Безупречное убийство. Мои глаза не успели уловить посторонних движений; мужик как стоял неподвижно, так и остался стоять на месте, грея непокрытые ноги на солнце.
В груди защемило. Моё сердце выдавило стук, похожий на хрип. На моих глазах мой воин обратился в пепел. Пустая смерть, вызвавшая неприятный смешок у мужика.
— Какого хуя здесь происходит? — взревел мужчина и ударом ноги разбил гору пепла. — Покажите мне виновника мятежа⁈
Темное облако засеребрилось в лучах солнца и стремительно поплыло по воздуху в нашем направлении, словно убегало от убийцы, прячущегося в глухой тени веранды. Но мужчина не нуждался ни в какой маскировке. Он целиком вышел на солнце и вновь проревел:
— Мятежник! Покажи себя!
— Я не мятежник! — крикнул я в ответ, с удивлением рассматривая мужика.

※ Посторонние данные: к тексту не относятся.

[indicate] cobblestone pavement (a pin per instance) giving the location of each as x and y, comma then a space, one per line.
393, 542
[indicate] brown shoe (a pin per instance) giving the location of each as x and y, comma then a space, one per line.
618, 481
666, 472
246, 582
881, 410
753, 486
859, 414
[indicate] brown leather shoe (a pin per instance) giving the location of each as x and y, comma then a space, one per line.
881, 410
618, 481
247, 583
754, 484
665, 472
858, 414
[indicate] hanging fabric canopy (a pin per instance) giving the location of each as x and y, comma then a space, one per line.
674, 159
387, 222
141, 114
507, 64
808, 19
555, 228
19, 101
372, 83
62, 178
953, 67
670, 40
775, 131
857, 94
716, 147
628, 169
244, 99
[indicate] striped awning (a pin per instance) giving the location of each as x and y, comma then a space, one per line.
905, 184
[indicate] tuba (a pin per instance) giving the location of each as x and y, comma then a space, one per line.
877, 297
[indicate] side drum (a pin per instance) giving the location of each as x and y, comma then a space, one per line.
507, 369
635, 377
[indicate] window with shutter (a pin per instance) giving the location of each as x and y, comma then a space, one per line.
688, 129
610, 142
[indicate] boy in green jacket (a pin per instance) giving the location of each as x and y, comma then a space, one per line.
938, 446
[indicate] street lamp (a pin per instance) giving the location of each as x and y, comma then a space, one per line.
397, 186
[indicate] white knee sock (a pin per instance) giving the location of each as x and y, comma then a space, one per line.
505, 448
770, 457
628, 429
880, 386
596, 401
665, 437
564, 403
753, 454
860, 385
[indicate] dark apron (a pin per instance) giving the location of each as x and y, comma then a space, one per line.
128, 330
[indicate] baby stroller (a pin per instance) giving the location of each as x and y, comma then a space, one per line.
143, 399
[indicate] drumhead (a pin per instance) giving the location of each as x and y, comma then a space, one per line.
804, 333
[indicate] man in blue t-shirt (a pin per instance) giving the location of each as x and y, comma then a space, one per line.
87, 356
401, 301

Им оказался старец в легкой серой рубахе со шнуровкой на груди и коротких шортах, потрепанных бесчисленными часами тренировок. Ровная седая борода непроглядной маской скрывала нижнюю половину лицу, когда его обритая голова поблескивала от выступившего пота. Но даже плотный загар не мог скрыть сотни, а то и тысячи различных шрамов, разбросанных по всему телу. В сравнении с ним монгол казался мальчиком, упавший с велосипеда мордой в асфальт.

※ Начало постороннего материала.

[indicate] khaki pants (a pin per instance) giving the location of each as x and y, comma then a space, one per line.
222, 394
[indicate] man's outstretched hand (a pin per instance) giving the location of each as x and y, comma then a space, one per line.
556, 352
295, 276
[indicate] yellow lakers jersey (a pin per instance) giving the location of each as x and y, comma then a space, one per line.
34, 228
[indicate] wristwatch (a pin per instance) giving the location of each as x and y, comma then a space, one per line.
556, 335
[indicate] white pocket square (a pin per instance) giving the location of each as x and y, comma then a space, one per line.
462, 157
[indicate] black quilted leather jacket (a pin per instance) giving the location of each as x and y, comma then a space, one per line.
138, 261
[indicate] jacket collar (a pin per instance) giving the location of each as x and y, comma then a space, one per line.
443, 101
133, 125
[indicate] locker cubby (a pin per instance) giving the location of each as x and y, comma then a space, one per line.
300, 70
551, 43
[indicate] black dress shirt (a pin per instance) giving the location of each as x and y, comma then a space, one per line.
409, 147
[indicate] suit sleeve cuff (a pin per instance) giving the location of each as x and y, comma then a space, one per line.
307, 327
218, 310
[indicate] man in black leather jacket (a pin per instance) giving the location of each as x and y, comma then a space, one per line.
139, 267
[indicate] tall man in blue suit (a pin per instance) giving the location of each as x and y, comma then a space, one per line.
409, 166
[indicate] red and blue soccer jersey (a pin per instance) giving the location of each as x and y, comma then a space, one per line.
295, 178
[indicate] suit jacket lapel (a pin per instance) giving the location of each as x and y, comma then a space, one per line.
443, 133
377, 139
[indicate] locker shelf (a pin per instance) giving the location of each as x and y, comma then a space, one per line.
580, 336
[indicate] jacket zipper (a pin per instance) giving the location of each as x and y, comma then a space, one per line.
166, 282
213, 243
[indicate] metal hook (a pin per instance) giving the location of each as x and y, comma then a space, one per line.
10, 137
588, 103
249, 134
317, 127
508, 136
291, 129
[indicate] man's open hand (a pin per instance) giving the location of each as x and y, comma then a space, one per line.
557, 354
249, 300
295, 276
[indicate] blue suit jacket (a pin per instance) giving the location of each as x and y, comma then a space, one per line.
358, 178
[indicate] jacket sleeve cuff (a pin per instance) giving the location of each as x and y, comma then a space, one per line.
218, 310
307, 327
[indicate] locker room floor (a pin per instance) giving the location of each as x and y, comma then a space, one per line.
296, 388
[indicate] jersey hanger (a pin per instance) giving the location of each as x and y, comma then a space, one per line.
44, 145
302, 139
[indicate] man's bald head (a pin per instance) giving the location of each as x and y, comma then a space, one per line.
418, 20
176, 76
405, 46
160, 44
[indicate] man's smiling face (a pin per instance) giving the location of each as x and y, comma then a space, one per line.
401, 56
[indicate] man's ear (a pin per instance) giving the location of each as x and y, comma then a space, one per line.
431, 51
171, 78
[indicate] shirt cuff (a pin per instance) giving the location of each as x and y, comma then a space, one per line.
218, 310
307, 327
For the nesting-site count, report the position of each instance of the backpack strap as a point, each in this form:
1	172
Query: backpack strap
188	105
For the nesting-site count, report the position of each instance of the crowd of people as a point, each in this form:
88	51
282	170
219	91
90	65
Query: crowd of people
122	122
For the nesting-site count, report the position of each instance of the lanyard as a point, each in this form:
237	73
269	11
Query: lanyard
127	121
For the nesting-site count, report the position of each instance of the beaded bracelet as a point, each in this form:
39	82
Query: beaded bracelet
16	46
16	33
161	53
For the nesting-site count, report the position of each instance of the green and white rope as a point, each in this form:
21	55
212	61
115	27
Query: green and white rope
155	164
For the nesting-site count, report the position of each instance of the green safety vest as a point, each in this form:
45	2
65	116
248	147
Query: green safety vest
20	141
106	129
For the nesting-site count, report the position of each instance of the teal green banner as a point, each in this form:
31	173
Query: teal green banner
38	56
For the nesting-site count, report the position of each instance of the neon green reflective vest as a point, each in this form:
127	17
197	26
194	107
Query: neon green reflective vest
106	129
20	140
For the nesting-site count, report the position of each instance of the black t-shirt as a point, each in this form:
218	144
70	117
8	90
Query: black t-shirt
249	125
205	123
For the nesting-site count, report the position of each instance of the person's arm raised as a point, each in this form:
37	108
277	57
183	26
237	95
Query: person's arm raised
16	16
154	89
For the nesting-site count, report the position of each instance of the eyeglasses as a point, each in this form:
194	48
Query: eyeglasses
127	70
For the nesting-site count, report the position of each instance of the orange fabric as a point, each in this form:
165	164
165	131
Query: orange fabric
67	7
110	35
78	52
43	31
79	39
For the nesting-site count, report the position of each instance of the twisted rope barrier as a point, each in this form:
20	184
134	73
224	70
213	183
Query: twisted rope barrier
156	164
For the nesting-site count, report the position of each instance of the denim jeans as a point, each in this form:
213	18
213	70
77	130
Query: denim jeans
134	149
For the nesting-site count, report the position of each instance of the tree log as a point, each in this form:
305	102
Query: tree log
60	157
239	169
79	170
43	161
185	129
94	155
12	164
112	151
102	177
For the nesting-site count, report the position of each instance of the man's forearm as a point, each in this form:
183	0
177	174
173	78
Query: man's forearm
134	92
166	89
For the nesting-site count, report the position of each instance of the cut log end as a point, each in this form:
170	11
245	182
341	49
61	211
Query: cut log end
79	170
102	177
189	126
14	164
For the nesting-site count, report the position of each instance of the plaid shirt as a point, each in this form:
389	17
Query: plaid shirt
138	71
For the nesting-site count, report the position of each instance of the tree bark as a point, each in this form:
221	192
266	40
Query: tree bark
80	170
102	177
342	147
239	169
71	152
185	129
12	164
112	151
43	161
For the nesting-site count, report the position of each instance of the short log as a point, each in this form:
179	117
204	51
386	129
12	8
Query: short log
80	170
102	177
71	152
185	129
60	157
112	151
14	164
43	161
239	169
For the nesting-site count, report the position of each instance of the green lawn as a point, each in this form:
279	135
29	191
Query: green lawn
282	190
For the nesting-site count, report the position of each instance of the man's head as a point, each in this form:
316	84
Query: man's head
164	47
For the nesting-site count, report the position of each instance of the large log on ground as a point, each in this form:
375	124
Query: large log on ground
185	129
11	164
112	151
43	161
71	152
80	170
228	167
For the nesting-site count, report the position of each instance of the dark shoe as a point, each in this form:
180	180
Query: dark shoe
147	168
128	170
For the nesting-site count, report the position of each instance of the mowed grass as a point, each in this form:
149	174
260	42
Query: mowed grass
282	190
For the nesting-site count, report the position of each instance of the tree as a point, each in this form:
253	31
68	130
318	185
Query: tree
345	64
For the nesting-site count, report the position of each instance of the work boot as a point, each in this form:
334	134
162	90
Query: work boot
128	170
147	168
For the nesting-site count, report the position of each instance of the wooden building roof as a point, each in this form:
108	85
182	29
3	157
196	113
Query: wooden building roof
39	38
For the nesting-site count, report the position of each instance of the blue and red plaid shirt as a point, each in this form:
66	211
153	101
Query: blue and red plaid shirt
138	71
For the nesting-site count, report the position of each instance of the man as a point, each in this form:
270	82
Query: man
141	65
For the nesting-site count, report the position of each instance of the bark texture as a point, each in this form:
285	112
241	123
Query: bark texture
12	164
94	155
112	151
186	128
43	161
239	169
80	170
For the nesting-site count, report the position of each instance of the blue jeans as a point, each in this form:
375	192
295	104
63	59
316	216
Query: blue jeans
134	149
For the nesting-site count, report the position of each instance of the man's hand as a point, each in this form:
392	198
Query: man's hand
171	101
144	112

— Ты ослушалась приказа? — усмехнулся он, одарив меня тяжёлым прищуром.
Его голос можно было сравнить с напором воды, бегущим под высоким давлением сквозь ржавую трубу. Разбитые сотню раз губы, а потом зажившие сотню раз, брюзжали слюной прямо на землю, усыпанную пеплом. Найдя меня своим взглядом, он повернул голову так, чтобы его правое ухо смотрело точно на меня, отсутствие левого я заметил сразу, как только он сошел с веранды.
— Я сам отдаю приказы, — крикнул я. — И то, что ты еще жив, — моё воле изъявление.

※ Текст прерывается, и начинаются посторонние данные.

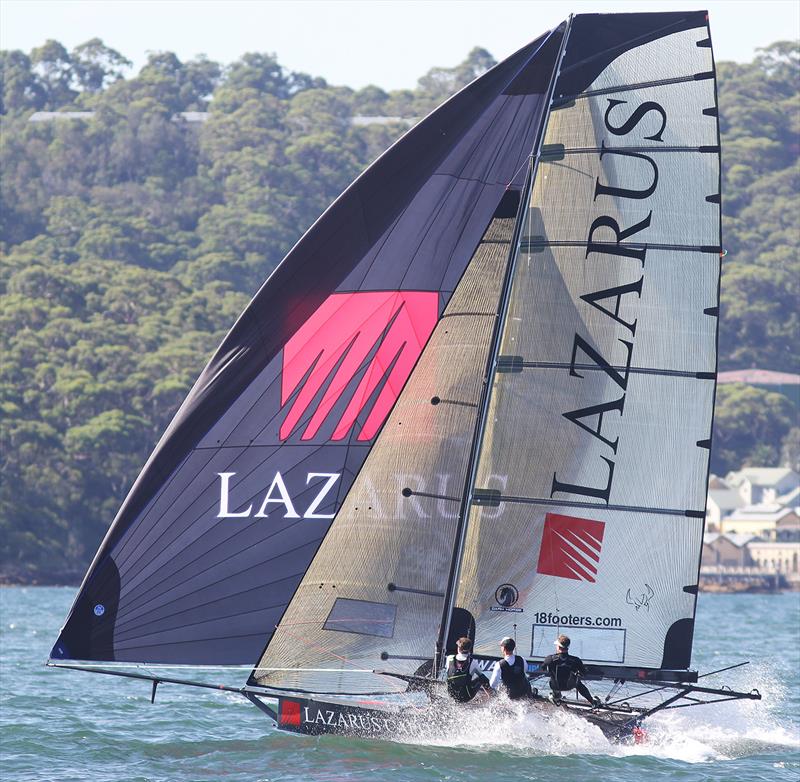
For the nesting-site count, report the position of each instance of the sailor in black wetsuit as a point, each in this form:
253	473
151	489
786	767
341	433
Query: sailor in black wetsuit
510	672
464	676
565	671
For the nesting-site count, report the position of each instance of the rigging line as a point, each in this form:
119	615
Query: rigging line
532	243
147	666
698	375
642	149
651	36
306	643
514	175
595	505
477	437
635	86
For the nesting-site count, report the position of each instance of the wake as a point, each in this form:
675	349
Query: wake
698	734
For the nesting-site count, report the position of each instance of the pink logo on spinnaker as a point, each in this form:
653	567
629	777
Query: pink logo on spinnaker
380	332
570	547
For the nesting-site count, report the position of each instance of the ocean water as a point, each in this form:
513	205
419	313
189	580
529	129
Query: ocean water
60	725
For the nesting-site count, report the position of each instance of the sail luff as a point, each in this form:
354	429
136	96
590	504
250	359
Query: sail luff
469	487
606	361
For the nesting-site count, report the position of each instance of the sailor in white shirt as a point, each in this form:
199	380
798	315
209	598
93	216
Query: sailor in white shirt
464	676
510	672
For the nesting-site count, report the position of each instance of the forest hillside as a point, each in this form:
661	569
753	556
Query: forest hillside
136	226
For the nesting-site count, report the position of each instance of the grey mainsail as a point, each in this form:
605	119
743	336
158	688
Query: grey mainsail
462	389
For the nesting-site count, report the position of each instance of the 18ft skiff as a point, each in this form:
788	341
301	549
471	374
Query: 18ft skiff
475	398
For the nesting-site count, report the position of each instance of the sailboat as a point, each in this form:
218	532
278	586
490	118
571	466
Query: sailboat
475	398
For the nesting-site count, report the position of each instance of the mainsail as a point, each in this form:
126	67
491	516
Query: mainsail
483	380
601	405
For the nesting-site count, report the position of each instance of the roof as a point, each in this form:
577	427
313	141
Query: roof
726	499
739	539
791	499
761	377
761	476
768	511
769	544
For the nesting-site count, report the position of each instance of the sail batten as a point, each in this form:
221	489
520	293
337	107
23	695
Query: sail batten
600	411
481	386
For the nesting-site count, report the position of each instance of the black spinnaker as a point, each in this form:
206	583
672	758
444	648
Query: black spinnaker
476	397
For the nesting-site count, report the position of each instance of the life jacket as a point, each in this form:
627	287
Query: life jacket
565	671
514	679
459	679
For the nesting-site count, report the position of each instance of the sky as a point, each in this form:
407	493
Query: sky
390	43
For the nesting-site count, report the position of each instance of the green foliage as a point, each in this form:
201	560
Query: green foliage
760	123
749	426
131	240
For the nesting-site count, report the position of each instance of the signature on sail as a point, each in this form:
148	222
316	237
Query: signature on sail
643	600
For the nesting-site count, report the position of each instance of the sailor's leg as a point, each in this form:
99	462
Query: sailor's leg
584	690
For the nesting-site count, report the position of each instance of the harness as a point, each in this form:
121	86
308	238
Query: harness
514	679
459	679
564	672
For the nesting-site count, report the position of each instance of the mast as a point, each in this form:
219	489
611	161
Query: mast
469	487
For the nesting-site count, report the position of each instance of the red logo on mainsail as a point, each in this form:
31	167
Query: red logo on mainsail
570	547
379	332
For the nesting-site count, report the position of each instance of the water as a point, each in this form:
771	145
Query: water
59	726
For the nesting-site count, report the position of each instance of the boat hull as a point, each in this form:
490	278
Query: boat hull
376	720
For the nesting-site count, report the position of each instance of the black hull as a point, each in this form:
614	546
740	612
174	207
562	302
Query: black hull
319	717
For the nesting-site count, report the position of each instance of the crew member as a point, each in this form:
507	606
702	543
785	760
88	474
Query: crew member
565	672
464	676
510	672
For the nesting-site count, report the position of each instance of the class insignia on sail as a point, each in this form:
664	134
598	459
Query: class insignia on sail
477	395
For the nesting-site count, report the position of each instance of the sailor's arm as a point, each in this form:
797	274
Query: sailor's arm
495	679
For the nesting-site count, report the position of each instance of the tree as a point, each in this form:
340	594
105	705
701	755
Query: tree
53	65
749	426
96	65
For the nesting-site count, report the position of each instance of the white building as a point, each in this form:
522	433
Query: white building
763	484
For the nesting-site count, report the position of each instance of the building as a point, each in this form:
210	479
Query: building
765	521
785	383
726	550
763	484
777	557
722	500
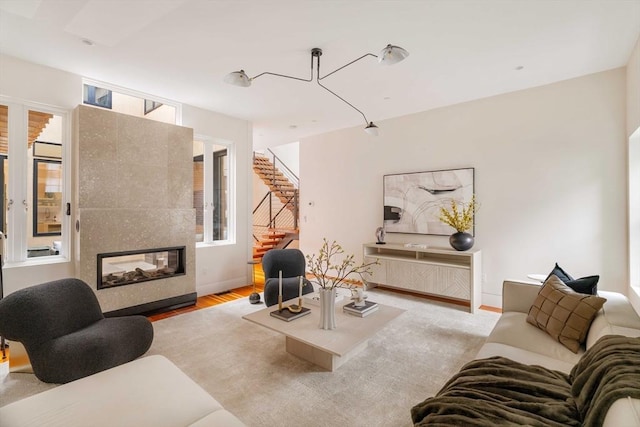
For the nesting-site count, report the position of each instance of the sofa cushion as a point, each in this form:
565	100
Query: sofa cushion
513	330
563	313
527	357
150	391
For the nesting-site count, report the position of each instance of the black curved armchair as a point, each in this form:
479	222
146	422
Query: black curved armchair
292	264
61	325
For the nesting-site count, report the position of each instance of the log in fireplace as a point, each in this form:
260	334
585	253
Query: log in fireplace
130	267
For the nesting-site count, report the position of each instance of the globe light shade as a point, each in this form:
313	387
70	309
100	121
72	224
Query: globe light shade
392	55
238	78
371	129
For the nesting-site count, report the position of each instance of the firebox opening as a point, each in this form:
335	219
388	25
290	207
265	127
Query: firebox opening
129	267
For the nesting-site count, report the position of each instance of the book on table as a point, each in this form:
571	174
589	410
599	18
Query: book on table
288	316
355	309
361	313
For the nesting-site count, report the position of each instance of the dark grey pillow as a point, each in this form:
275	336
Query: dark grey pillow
560	274
584	285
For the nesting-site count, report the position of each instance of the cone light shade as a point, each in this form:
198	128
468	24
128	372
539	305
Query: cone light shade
238	78
392	55
371	129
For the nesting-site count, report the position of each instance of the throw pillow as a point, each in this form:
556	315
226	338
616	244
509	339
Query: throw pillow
584	285
560	274
563	313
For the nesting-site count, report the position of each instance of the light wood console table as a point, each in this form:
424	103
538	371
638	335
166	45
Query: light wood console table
440	272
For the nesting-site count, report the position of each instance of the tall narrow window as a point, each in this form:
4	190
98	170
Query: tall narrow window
33	180
4	165
220	191
198	188
47	197
213	191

— Это как понимать, воин? Ты перегрелся на солнце? И почему ты не укрыл свое лицо за маской? И… — его изумлённый взгляд упал на мои руки, в которых я сжимал своё уродливое оружие. — … у кого ты украл это оружие?
— Разве я похож на вора?
Я шагнул на встречу мужчине, намереваясь подойти к нему в плотную и заглянуть в глаза. Мне не хотелось пропустить тот миг, когда они наполнятся страхом и помутнеют при одной только мысли, что перед ним стоит далеко не тот кровокож, которых он привык видеть. Но меня остановил монгол. Он вырвался вперед и схватил меня за руку.
— Нет! — рявкнул Хакаген. — Он мой!
— Скажи мне честно, — гаркнул я на монгола. — Ты привел нас сюда ради него?
— До города я знал лишь один путь, и он проходит через это место. Мой обман только в том, что я не раскрыл тебе всех своих намерений. Но поверь мне на словно, этот страшный человек не заслуживает жизни.
— Это кто там гавкает так мерзко? — мужчина сплюнул, пристальным взглядом изучая монгола. Он опустил взгляд до самых ступней, а потом поднял глаза и замер, увидев распущенные до плеч волосы Хакагена. — Не может быть… — промычал он.
— Я же обещал тебе вернуться, — оскалился монгол.
— Но как? Что вообще здесь происходит? — мужчина перевел взгляд на меня. — Воин, немедленно прекратить бунт!
— Меня зовут Инга! Мы приплыли с «проклятых земель»…
Мужчина оторопел. Кожа на лице медленно разглаживалась под грузом осознания услышанного. Кустистые брови приподнялись, убрав занавес грубой мужественности, и теперь он выглядел обычным мужиком, застигнутым врасплох.